Who is Dr. Emilia Miquidade?
Dr. Miquidade currently holds many roles. She is the Director of Pain and Palliative Care Unit in Maputo Central Hospital (Mozambique), President of the Mozambican Association for the Study of Pain, Vice Chairman of Maputo Central Hospital’s Opioid Commission, Focal point on Palliative Care in the National Cancer Program of the Ministry of Health, and Invited Professor at the Faculty of Medicine of the University of Porto (Portugal). She specializes in anesthesiology and holds a Master in Pain Management. She is also currently a PhD Student. IASP talked with her about her research and clinical practice.
What is Dr. Miquiade’s Specialty?
Her clinical practice is focused on postoperative, neuropathic, and cancer pain. She is at the referral hospital in the country, the only hospital in the country that has more than 6 techniques for pain relief, and the only one that occasionally has oral morphine solution for cancer patients.
Why IASP?
She became an IASP member because she is responsible for both the Association and the largest Pain Unit in her country. The only way they have to learn is to be connected with the experts in the field, to see how they do it, to ask for opinion, and to try to adapt it to their reality. She is an IASP member because she will only grow in this area if I stay connected with experts from IASP.

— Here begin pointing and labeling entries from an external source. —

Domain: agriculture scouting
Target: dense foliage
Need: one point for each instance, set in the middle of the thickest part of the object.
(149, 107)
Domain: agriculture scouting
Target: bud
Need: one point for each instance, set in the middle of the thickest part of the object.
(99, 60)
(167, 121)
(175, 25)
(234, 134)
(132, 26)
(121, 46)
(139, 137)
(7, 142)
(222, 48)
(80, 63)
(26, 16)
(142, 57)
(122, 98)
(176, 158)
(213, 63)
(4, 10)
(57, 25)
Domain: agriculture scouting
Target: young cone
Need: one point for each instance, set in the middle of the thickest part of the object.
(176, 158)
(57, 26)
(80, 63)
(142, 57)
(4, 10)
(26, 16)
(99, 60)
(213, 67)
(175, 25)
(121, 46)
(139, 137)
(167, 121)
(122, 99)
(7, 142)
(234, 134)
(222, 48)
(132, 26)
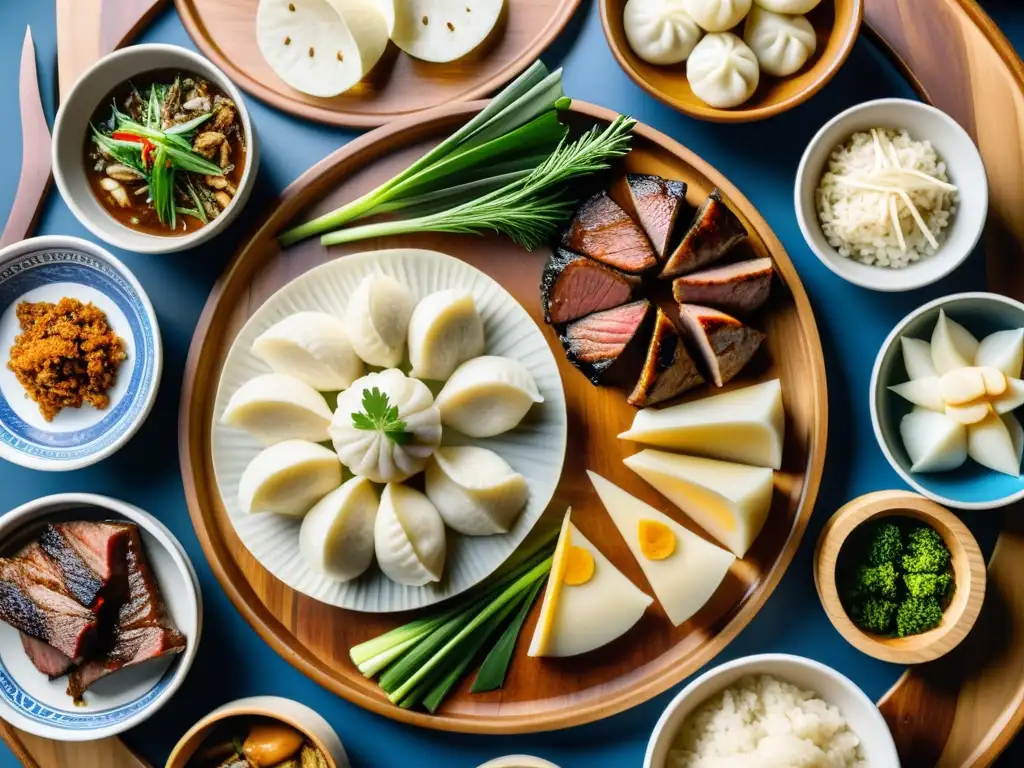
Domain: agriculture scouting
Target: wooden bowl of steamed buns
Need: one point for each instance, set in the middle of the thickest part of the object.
(731, 60)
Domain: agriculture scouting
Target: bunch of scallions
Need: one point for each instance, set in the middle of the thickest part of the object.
(508, 170)
(157, 155)
(420, 663)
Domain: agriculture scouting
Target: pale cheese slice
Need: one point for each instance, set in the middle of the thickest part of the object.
(729, 501)
(579, 619)
(685, 581)
(744, 425)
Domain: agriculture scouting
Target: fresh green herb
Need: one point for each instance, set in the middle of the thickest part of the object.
(532, 94)
(895, 579)
(379, 415)
(529, 210)
(496, 666)
(421, 663)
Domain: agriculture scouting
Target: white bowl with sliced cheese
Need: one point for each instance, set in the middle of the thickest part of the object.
(960, 160)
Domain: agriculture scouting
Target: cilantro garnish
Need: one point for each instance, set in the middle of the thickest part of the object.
(379, 415)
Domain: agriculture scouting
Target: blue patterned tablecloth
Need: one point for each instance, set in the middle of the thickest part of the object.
(761, 159)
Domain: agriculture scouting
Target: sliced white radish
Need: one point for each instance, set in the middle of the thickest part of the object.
(321, 47)
(443, 30)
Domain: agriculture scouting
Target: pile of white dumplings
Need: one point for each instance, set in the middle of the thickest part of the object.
(722, 69)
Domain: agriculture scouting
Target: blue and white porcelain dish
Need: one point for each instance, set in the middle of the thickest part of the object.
(33, 702)
(969, 486)
(48, 269)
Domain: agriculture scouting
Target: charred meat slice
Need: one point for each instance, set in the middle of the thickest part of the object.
(668, 371)
(606, 344)
(739, 288)
(656, 202)
(712, 235)
(725, 343)
(572, 286)
(45, 657)
(35, 600)
(90, 555)
(604, 231)
(143, 631)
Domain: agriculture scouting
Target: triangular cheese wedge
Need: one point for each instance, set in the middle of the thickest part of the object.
(584, 608)
(729, 501)
(683, 579)
(745, 425)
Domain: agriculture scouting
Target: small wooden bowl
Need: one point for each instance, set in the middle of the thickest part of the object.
(836, 22)
(968, 563)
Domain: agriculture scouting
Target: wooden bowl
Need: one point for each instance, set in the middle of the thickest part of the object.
(300, 717)
(836, 22)
(968, 563)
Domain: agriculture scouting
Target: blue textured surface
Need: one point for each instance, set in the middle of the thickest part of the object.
(761, 159)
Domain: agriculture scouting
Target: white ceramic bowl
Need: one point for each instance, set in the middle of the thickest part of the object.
(861, 714)
(72, 126)
(971, 485)
(291, 713)
(964, 166)
(30, 701)
(47, 269)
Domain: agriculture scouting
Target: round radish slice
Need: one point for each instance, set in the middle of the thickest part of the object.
(443, 30)
(321, 47)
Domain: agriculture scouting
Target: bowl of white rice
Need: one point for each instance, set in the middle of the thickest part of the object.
(892, 195)
(771, 711)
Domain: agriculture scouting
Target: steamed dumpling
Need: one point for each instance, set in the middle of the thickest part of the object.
(372, 453)
(659, 32)
(337, 536)
(782, 44)
(723, 71)
(787, 6)
(377, 320)
(274, 408)
(717, 15)
(288, 478)
(313, 347)
(444, 331)
(487, 396)
(409, 537)
(475, 491)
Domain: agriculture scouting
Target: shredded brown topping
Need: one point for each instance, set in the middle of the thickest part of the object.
(66, 354)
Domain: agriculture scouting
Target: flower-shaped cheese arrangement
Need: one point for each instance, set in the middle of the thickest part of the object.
(385, 428)
(964, 392)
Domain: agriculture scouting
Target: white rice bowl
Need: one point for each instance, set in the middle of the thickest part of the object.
(764, 722)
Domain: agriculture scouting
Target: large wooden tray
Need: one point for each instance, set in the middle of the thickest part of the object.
(965, 709)
(540, 694)
(398, 85)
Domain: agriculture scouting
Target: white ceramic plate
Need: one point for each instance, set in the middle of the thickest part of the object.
(30, 701)
(536, 449)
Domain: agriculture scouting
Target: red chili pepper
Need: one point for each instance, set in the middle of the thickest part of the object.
(147, 145)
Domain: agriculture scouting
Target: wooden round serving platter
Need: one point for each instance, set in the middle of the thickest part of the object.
(540, 694)
(398, 86)
(963, 710)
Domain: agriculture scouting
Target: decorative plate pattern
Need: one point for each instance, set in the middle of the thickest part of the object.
(536, 449)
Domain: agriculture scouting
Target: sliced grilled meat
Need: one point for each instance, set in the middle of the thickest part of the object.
(144, 631)
(655, 203)
(712, 235)
(604, 231)
(739, 288)
(572, 286)
(606, 346)
(35, 600)
(725, 343)
(91, 557)
(45, 657)
(668, 371)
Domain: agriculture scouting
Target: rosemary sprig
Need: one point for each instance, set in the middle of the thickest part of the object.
(528, 210)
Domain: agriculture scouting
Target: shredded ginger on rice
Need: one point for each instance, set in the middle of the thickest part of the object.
(870, 177)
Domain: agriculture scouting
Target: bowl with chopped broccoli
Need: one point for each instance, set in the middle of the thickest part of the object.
(900, 577)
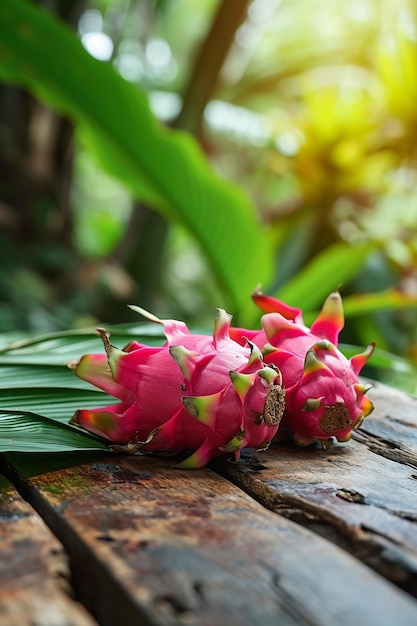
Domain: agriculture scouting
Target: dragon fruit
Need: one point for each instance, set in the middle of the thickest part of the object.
(206, 394)
(324, 397)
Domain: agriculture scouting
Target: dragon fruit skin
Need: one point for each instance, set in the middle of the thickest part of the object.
(209, 395)
(324, 397)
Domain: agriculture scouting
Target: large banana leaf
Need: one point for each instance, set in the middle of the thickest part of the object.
(39, 393)
(163, 167)
(337, 264)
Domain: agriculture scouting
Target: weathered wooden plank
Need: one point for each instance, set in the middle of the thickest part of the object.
(34, 585)
(361, 495)
(153, 545)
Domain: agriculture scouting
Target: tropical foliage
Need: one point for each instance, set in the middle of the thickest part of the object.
(208, 147)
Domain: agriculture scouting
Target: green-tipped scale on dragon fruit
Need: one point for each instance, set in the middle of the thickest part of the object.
(324, 397)
(206, 394)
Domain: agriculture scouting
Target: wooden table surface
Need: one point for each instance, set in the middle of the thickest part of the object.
(287, 537)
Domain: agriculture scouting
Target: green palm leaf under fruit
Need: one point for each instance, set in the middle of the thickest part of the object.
(162, 167)
(39, 394)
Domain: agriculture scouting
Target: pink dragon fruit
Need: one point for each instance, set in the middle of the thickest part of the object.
(208, 395)
(324, 397)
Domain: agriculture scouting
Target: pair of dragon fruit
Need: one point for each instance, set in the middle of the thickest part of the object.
(239, 388)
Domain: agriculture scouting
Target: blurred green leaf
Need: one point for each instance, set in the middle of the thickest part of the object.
(162, 167)
(337, 264)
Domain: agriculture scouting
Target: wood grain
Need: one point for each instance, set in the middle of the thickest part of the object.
(34, 575)
(361, 495)
(153, 545)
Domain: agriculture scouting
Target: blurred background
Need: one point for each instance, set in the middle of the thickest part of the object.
(309, 108)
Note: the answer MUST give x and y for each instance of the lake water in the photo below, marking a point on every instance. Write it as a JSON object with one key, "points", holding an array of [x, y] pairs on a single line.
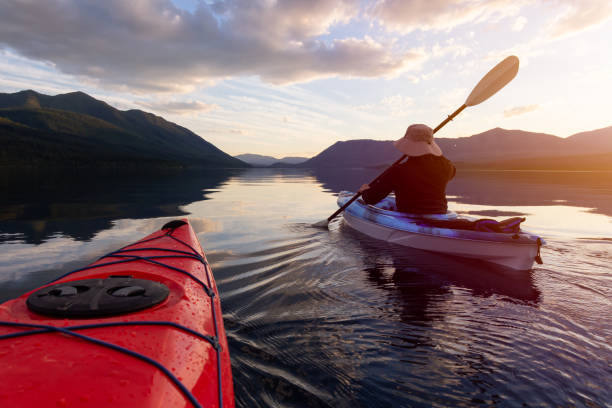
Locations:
{"points": [[319, 318]]}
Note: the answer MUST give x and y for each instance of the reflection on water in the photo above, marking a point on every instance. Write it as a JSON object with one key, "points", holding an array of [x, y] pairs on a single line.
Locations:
{"points": [[337, 319], [592, 190], [36, 206]]}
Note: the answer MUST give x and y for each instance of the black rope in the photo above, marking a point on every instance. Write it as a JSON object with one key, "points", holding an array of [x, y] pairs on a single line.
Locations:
{"points": [[122, 253]]}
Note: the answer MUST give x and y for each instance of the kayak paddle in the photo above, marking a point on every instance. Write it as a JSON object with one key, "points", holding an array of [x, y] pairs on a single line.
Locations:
{"points": [[492, 82]]}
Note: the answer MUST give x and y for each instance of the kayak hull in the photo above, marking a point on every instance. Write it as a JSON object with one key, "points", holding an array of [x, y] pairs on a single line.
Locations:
{"points": [[513, 251], [183, 334]]}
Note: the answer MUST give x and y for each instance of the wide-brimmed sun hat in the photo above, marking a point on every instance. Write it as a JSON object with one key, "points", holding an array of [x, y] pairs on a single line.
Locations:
{"points": [[418, 141]]}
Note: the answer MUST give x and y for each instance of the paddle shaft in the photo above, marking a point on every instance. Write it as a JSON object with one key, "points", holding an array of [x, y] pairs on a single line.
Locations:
{"points": [[357, 195]]}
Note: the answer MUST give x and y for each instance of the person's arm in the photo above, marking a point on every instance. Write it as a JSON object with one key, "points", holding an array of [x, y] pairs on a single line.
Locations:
{"points": [[375, 192]]}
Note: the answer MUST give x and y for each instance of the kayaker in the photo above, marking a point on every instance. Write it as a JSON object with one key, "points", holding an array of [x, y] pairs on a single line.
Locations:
{"points": [[420, 182]]}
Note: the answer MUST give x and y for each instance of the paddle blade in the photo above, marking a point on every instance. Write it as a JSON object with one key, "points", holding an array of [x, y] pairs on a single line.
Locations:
{"points": [[321, 224], [495, 80]]}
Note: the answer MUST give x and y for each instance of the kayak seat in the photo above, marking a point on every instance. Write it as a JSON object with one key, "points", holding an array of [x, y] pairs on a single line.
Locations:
{"points": [[507, 226]]}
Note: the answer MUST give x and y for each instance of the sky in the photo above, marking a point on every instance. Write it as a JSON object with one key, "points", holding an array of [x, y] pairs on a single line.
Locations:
{"points": [[291, 77]]}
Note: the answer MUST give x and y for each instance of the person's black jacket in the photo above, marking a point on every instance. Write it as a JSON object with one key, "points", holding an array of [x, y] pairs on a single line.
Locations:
{"points": [[419, 185]]}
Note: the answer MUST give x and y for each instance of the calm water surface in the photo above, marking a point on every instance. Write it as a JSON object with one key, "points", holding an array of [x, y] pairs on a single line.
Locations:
{"points": [[319, 318]]}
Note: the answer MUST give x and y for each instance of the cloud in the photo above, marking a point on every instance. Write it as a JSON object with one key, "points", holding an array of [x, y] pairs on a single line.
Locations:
{"points": [[519, 24], [580, 15], [406, 16], [520, 110], [179, 107], [396, 105], [153, 46]]}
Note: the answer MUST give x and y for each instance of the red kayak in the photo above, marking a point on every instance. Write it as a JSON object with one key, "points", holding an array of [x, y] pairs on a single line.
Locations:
{"points": [[140, 327]]}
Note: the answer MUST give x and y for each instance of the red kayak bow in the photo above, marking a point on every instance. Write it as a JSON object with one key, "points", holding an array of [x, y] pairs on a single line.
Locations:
{"points": [[140, 327]]}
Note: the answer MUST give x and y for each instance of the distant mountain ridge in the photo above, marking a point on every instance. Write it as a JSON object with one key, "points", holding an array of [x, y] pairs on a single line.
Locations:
{"points": [[77, 129], [482, 150], [265, 161]]}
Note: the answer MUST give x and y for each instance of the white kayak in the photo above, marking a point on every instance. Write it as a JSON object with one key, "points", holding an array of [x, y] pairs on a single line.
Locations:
{"points": [[517, 250]]}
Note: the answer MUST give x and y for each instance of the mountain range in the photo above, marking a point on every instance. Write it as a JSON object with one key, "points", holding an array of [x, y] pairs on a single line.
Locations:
{"points": [[495, 148], [75, 129]]}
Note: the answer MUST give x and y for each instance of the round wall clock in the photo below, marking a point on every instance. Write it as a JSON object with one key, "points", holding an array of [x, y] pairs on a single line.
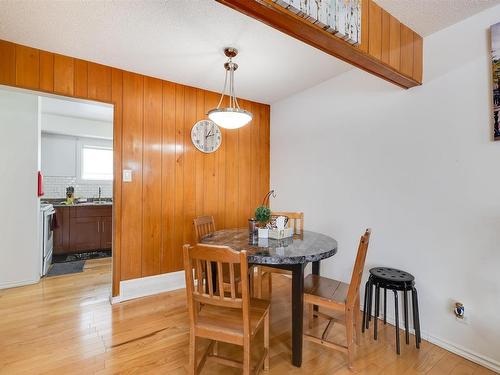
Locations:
{"points": [[206, 136]]}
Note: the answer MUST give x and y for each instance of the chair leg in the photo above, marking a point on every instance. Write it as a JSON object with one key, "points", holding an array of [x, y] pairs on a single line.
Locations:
{"points": [[266, 342], [377, 309], [310, 314], [396, 312], [259, 282], [270, 284], [357, 320], [416, 318], [407, 330], [365, 307], [246, 357], [349, 325], [385, 306], [369, 310], [192, 354]]}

What is the aim of the Program?
This program was for educational courses for physicians, nurses, and anesthesia technicians. It was held at Maputo Central Hospital, meeting room for theories and practices in the operating room. During this program participants would have learned about the concept about Pain and its classification, Pathophysiology of Pain, Acute Pain Management, Pain assessment, Post-operative pain management, Preventive analgesia, WHO analgesic scale, Side effects of opioids, Routes and drug´s administration for postoperative pain. The course assessed performing techniques in the operating room to control postoperative pain and for prescriptions for analgesics made to postoperative patients both in the operating room and in the wards and measured daily clinical practice and postoperative pain intensity.
Were the two tests conducted before and after the course indicate learning? How?
Yes, they could improve in some aspects, but the some difficulties prevailed because the participants did not always have the drugs available and most of the time they had to prescribe what really existed, which was not always satisfactory for pain relief. This is significant because most of the times they opt for regional techniques, or local infiltrations for pain control dependent on the surgery that was performed.
What was the result? How can this project be improved if redone?
What limited participation for this course was the pandemic period and the limitation of professionals in each room, both for meetings and for practices in the operating room. To improve it, it should be done in a period with fewer restrictions or possibly through an online training. The online alternative would prevents practices in the operating room as a result.
Plans for the future?
Regarding the follow-up plans, an anesthesiologist (trainer) was placed in the maternity unit, central operating room and pain unit, to be available to support all technicians, physicians and nurses in these places for pain control before, during and after the surgery.
In the long term, they will carry out another questionnaire to assess postoperative pain in the wards to assess whether or not there has been a change in attitude towards the approach to patients.
She would like to repeat the course because health professionals are in constant rotation in the hospital, residents, once they graduate, are transferred to other hospitals and gradually new residents from different specialties are entering and they have no notion of pain control. At the selected hospital it was possible to comply with the proposal. The setbacks they had were not related to the amount of money, but rather to the pandemic period and internal bureaucracies.